The Future of Imaging

Remember when Nikon president Makoto Kimura in 2013 confidently said, “We want to create a product that will change the concept of cameras.” The company, under pressure by the proliferation of mobile devices, was working to “find an answer” to the rapidly changing photography. Not that Nikon launched a game-changer technology since, but maybe they’re onto something.

Nikon just published the first part of a new series on The Future of Imaging. The report, written in collaboration with The Future Laboratory, explores how people will capture, share and use imagery over the coming decades.

Photography is changing at a rapid pace. Geo-tagging images and Wi-Fi on the go — these are just some features that are common today but would have been unthinkable just a decade ago. This got Nikon wondering, “What might the world of imaging look like in decades to come?”

Tomorrow’s trends are, just to name a few, that cameras can read a photographer’s emotions, devices that enable continuous, spontaneous hands-free image capture and visuals that deliver a full multi-sensory experience.

Those are not just fantasies, but the conclutions reached by interviewing a range of experts including academics, scientists, authors and thinkers, as well as leading figures in Nikon’s global strategy and development departments.

One of the concepts is that future cameras could detect your emotions and convey them in your images. For instance, the picture of the surfer will have brighter colors, sharp focus and higher contrast levels. It will show the intensity and excitement you felt at that very moment. Or somber mood, somber camera delivers more somber skies…

"Contextual functionality" --  part of the future of imaging, says Nikon.
“Contextual functionality” — part of the future of imaging, says Nikon.

A new generation of sensor technologies will be capable of analyzing the environment and matching it to the emotion you’re trying to get across. They will adapt to the situation you photograph and enhance the colors, tones, exposure and contrast based on your intentions.

That’s just one of the visions ahead, something a good photographer already manages to implement without thinking twice about feelings and intentions. Still, this “contextual functionality” deserves some merit because it approaches the concept of a more perfect shot: an image making you feel as if the moment you captured is right back.

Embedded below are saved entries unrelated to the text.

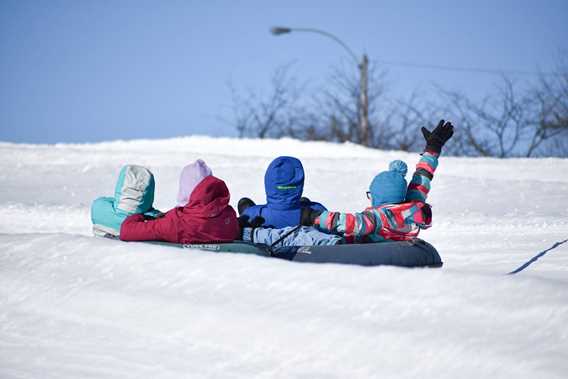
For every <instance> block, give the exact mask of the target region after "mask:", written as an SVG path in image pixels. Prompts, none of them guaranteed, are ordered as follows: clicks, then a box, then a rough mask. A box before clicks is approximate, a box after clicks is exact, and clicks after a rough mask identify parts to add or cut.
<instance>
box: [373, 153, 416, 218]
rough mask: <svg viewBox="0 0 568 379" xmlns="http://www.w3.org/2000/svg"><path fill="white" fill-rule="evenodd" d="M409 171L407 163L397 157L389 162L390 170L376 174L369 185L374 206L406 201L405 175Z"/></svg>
mask: <svg viewBox="0 0 568 379" xmlns="http://www.w3.org/2000/svg"><path fill="white" fill-rule="evenodd" d="M407 172H408V166H406V163H404V162H403V161H401V160H398V159H397V160H395V161H392V162H391V163H390V164H389V170H388V171H383V172H380V173H379V174H377V176H375V178H374V179H373V181H372V182H371V185H370V186H369V192H371V196H372V197H371V199H372V204H373V207H378V206H380V205H383V204H397V203H402V202H404V200H405V199H406V188H407V183H406V179H404V177H405V176H406V173H407Z"/></svg>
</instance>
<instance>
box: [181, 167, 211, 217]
mask: <svg viewBox="0 0 568 379" xmlns="http://www.w3.org/2000/svg"><path fill="white" fill-rule="evenodd" d="M210 175H213V172H212V171H211V168H209V166H207V164H206V163H205V162H204V161H203V160H201V159H198V160H196V161H195V162H193V163H190V164H188V165H187V166H185V167H184V168H183V169H182V171H181V175H180V177H179V190H178V195H177V206H178V207H183V206H185V205H186V204H187V203H188V202H189V198H190V197H191V194H192V192H193V191H194V190H195V188H196V187H197V185H198V184H199V183H201V181H202V180H203V179H205V178H206V177H208V176H210Z"/></svg>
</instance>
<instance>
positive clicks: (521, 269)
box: [507, 239, 568, 275]
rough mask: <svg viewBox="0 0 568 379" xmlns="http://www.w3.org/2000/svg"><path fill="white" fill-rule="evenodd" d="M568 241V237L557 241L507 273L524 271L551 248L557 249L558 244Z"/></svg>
mask: <svg viewBox="0 0 568 379" xmlns="http://www.w3.org/2000/svg"><path fill="white" fill-rule="evenodd" d="M565 242H568V239H566V240H564V241H559V242H556V243H555V244H554V245H552V247H550V248H548V249H546V250H544V251H541V252H540V253H538V254H537V255H535V256H534V257H532V258H531V259H530V260H528V261H527V262H526V263H525V264H523V265H522V266H521V267H519V268H517V269H516V270H514V271H511V272H509V273H508V274H507V275H513V274H516V273H518V272H521V271H523V270H524V269H525V268H527V267H529V266H530V265H531V264H533V263H534V262H536V261H537V260H538V258H540V257H542V256H543V255H545V254H546V253H548V252H549V251H550V250H552V249H556V248H557V247H558V246H560V245H562V244H563V243H565Z"/></svg>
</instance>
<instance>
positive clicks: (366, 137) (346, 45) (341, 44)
mask: <svg viewBox="0 0 568 379" xmlns="http://www.w3.org/2000/svg"><path fill="white" fill-rule="evenodd" d="M292 32H307V33H317V34H320V35H323V36H325V37H328V38H331V39H332V40H334V41H335V42H337V43H338V44H340V45H341V47H343V48H344V49H345V51H347V53H348V54H349V56H350V57H351V59H353V61H354V62H355V64H356V65H357V67H358V68H359V74H360V77H359V99H358V100H359V104H358V105H359V107H358V108H359V113H358V115H359V143H361V144H363V145H365V146H369V144H370V143H369V96H368V82H369V79H368V72H369V59H368V58H367V54H363V58H362V59H361V62H359V60H358V59H357V55H356V54H355V53H354V52H353V50H351V49H350V48H349V46H347V45H346V44H345V42H343V41H342V40H340V39H339V38H338V37H336V36H335V35H333V34H331V33H329V32H326V31H324V30H320V29H314V28H289V27H285V26H274V27H272V28H270V33H272V34H274V35H275V36H279V35H282V34H288V33H292Z"/></svg>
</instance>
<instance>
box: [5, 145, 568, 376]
mask: <svg viewBox="0 0 568 379" xmlns="http://www.w3.org/2000/svg"><path fill="white" fill-rule="evenodd" d="M278 155H295V156H297V157H299V158H301V159H302V161H303V163H304V167H305V170H306V173H307V180H306V190H305V195H307V196H309V197H310V198H312V199H315V200H319V201H321V202H323V203H325V204H326V205H327V206H328V207H329V208H333V209H336V210H359V209H362V208H363V207H364V206H366V204H367V200H366V197H365V191H366V189H367V186H368V184H369V182H370V180H371V179H372V177H373V176H374V174H375V173H376V172H377V171H378V170H383V169H386V168H387V165H388V162H389V161H390V160H392V159H396V158H401V159H404V160H406V161H407V162H408V163H409V167H413V165H414V164H415V163H416V162H417V160H418V157H417V155H416V154H407V153H402V152H397V151H390V152H385V151H375V150H370V149H365V148H362V147H360V146H356V145H352V144H342V145H338V144H328V143H315V142H310V143H307V142H300V141H295V140H289V139H283V140H264V141H261V140H236V139H223V138H218V139H216V138H208V137H187V138H178V139H170V140H159V141H154V140H152V141H150V140H139V141H116V142H108V143H98V144H80V145H72V144H61V145H23V144H10V143H0V377H1V378H86V377H104V378H179V377H188V378H189V377H191V378H250V377H257V378H289V377H301V378H367V377H381V378H385V377H386V378H388V377H396V378H410V377H413V378H480V377H491V378H537V377H538V378H566V377H568V243H566V244H564V245H562V246H560V247H558V248H557V249H555V250H552V251H550V252H549V253H548V254H546V255H545V256H544V257H542V258H541V259H540V260H538V261H537V262H536V263H534V264H533V265H532V266H530V267H528V268H527V269H526V270H524V271H522V272H521V273H519V274H517V275H513V276H510V275H505V273H507V272H509V271H511V270H513V269H515V268H516V267H518V266H520V265H521V264H522V263H523V262H525V261H527V260H528V259H530V258H531V257H532V256H534V255H535V254H537V253H538V252H540V251H542V250H544V249H546V248H548V247H550V246H551V245H552V244H553V243H554V242H556V241H561V240H564V239H566V238H568V218H567V214H568V175H567V173H568V160H565V159H564V160H562V159H507V160H497V159H470V158H450V157H448V158H445V157H443V158H442V159H441V161H440V166H439V169H438V171H437V173H436V177H435V179H434V182H433V187H432V192H431V196H430V202H431V203H432V205H433V212H434V226H433V227H432V228H431V229H429V230H427V231H424V232H423V233H422V234H421V237H422V238H424V239H426V240H428V241H429V242H431V243H432V244H433V245H434V246H436V247H437V249H438V250H439V252H440V254H441V256H442V258H443V260H444V263H445V265H444V267H443V268H442V269H401V268H393V267H376V268H364V267H349V266H340V265H331V264H328V265H313V264H300V263H292V262H285V261H280V260H273V259H266V258H261V257H256V256H246V255H242V256H241V255H231V254H214V253H208V252H202V251H191V250H180V249H174V248H169V247H162V246H152V245H148V244H141V243H128V244H127V243H121V242H116V241H110V240H101V239H95V238H93V237H92V236H91V225H90V217H89V207H90V203H91V201H92V200H93V199H94V198H96V197H98V196H101V195H112V193H113V190H114V185H115V180H116V177H117V175H118V172H119V169H120V167H121V166H122V165H123V164H126V163H136V164H141V165H145V166H147V167H149V168H150V169H151V170H152V171H153V172H154V174H155V177H156V181H157V188H156V191H157V192H156V195H157V197H156V206H157V207H158V208H159V209H163V210H167V209H169V208H171V207H172V206H173V205H174V201H175V196H176V191H177V181H178V174H179V172H180V170H181V168H182V167H183V166H184V165H185V164H187V163H188V162H190V161H192V160H195V159H197V158H203V159H205V160H206V161H207V162H208V164H209V165H210V166H211V167H212V168H213V172H214V174H215V175H216V176H218V177H220V178H222V179H224V180H225V181H226V182H227V184H228V186H229V189H230V190H231V193H232V204H233V205H236V201H237V200H238V199H239V198H240V197H241V196H245V195H246V196H250V197H252V198H253V199H255V200H257V201H262V200H264V191H263V175H264V170H265V169H266V167H267V165H268V163H269V162H270V161H271V160H272V159H273V158H274V157H276V156H278Z"/></svg>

Interested in finding out more about the future of photography? You can download the full report here. The truly worth-reading report consists of the chapters Executive Summary, Multi-Sensory Sights, The New Connected Self, The Quantified World and Methodology, asking how to capture the emotional moment of an image, or how to surprise people with new stimulating visual content.

Or how about “live visualization”, Narrative Clip or Autographer? One of the authors is stating:

Images on digital screens do not capture the amount of information people want from a shot, and we have forgotten how important time, distance and perspective are in capturing real emotions in a single image.

BTW, talking about the future: the decline of global camera sales continues, in 2014 almost all numbers were down again. The market will continue to shrink in 2015.